Sea Urchin Embryonic Cleavage Rates are Directly Affected by Environmental Copper Concentrations

Jason Huska and Ben Myers

Millersville University

 

Introduction

 

In certain countries of South America, mining is the most important commercial activity. In Chile, for example, 60% of its total national income is produced from mining. However, in past years, there haven’t been any strict measures or regulations for the control of the pollution. As a result, heavy metals such as copper and iron ore were discharged at high levels into the surrounding waters (Vasquez et al, 2000). With the abundance of heavy metals in the water, there may be adverse effects for the native sea urchin population, particularly affecting the growth and development of embryos.

Kobayashi and Okamura (2005) have demonstrated that sea urchin embryo development is negatively effected in an environment where heavy metals are in high concentrations. They also suggest that copper and zinc are the most detrimental to development. However, because they used ASW that contained a combination of 5 different heavy metals, the effects cannot be attributed to a single pollutant. It may have been that a combination of the metals intensified the toxicity as compared to the damage caused by a single heavy metal ion. For this reason, we plan to study how excess copper in the water affects fertilization as well as growth and development of sea urchins embryos.

 

Methods

 

Preparation of Gametes

 

Adult female urchins were stimulated to ovulate as described previously (Cebra-Thomas, 2006).
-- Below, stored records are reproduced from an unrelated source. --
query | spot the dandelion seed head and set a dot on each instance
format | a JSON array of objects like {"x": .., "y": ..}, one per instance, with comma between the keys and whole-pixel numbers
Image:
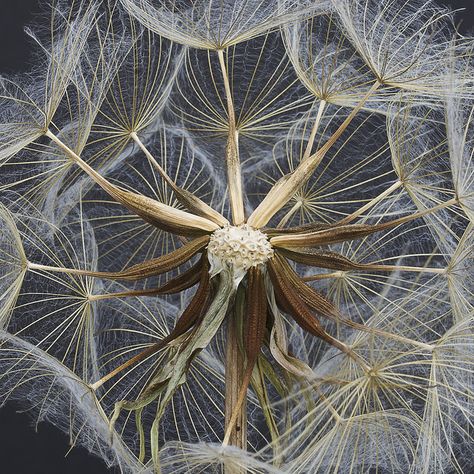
[{"x": 241, "y": 247}]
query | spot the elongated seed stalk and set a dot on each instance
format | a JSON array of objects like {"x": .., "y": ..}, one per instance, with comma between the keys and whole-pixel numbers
[
  {"x": 234, "y": 364},
  {"x": 285, "y": 188},
  {"x": 234, "y": 175}
]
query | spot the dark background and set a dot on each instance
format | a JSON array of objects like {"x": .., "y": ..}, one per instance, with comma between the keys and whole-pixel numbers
[{"x": 47, "y": 447}]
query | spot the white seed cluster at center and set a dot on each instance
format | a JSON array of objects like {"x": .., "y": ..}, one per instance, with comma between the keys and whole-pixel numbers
[{"x": 240, "y": 246}]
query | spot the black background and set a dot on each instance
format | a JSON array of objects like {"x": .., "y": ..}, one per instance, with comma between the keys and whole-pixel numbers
[{"x": 47, "y": 447}]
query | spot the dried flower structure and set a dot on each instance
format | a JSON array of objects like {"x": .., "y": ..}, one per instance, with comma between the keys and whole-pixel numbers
[{"x": 238, "y": 236}]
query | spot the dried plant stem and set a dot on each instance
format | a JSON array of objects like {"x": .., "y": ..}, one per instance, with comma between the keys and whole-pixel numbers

The oocytes were collected and separated equally in four sterile test tubes. The gametes were washed three times with their designated copper chloride ASW solutions: 0 mM, 5 mM, 10 mM, and 20 mM. Male gametes and copper chloride solutions were graciously prepared and provided by Dr. Cebra-Thomas.

 

Induction of Fertilization and Analysis of Develpoment

 

Two drops of sea urchin sperm were added to each of the 4 oocyte containing copper chloride solutions and incubated at room temperature. At times 15, 55, and 80 minutes, aliquots from each test tube were removed, placed onto depression slides, and development was observed by phase-contrast microscopy.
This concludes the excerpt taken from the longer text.